このように、クラウドPBXは災害時にも強いのですが、当然万全なシステムというわけではありません。まず、上記のようにオフィスが停電しても使えるのですが、スマホなどの端末のバッテリーがなくなれば使えなくなってしまいます。そのため、災害時に備えてモバイルバッテリーを用意しておくなど、端末の電源確保の手段を考えておく必要があります。
もう一つは、サービス提供会社に被害が生じると、システム自体が落ちてしまうという問題もあります。大手であればどの会社でも、データセンターを災害に強い設備にしていたり、拠点を複数に分散させ、被害が発生しても他の拠点でバックアップできるようにしていたりします。そのため、よほどのことがない限りシステム自体が落ちるということはありませんが、100パーセントとは言えません。

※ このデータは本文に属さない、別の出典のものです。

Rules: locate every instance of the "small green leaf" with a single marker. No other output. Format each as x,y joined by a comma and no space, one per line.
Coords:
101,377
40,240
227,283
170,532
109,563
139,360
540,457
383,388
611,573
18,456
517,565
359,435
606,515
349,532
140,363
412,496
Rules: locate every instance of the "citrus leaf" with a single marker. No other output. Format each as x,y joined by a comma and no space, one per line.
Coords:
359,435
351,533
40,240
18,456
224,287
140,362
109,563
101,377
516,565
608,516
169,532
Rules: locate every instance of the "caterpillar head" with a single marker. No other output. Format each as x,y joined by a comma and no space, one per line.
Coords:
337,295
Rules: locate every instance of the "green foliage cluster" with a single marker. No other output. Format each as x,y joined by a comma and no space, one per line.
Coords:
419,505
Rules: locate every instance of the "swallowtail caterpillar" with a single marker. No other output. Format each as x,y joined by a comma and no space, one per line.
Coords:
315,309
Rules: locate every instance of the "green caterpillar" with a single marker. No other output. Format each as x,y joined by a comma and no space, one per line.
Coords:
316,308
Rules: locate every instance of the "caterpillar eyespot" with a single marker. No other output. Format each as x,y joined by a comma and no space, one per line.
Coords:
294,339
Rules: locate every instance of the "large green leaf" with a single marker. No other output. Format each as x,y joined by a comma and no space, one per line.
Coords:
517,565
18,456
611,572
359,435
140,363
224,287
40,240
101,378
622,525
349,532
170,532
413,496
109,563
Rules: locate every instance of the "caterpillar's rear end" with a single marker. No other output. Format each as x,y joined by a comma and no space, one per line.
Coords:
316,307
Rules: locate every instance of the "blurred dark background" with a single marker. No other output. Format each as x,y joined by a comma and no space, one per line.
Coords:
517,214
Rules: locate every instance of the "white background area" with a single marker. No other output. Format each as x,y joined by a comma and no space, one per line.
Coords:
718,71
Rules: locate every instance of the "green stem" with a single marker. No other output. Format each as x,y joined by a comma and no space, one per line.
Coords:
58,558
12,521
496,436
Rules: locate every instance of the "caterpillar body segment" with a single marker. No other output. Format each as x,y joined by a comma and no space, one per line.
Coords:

そのため、サービスを選ぶ際には、こうした災害時の対応をよく考え、二重三重の対策を講じているかどうかもチェックして安心できる会社を選びましょう。
このサービスを選ぶ際に気を付けたいのが、PBXシステムの違いです。クラウドPBXには、主にオンプレミスタイプとフルクラウドタイプの2つがあります。オンプレミス型というのは、オフィスに主装置を設置して通信環境を構築するスタイルです。もともとPBX装置がある場合などにこのスタイルを選択するオフィスもあります。しかし、オンプレミス型だと、クラウドPBXにしても装置頼みの環境構築となってしまいます。オフィスが停電すると装置が動かなくなりシステム全体がダウンするのです。そのため、災害時には弱いです。災害対応ということを考えると、フルクラウド型が良いでしょう。主装置をおく必要がなく、インターネット回線さえあればすべての機能を使えます。また、ネットに接続しさえすれば良いので、場所の制限がなくなりどこででも通話ができます。

このように、全体としてはクラウドPBXは災害に強いというメリットを持っているものの、やはり十分な備えをしていないとそのメリットが薄れてしまいます。また、会社やサービスの種類も選んで導入することが大切です。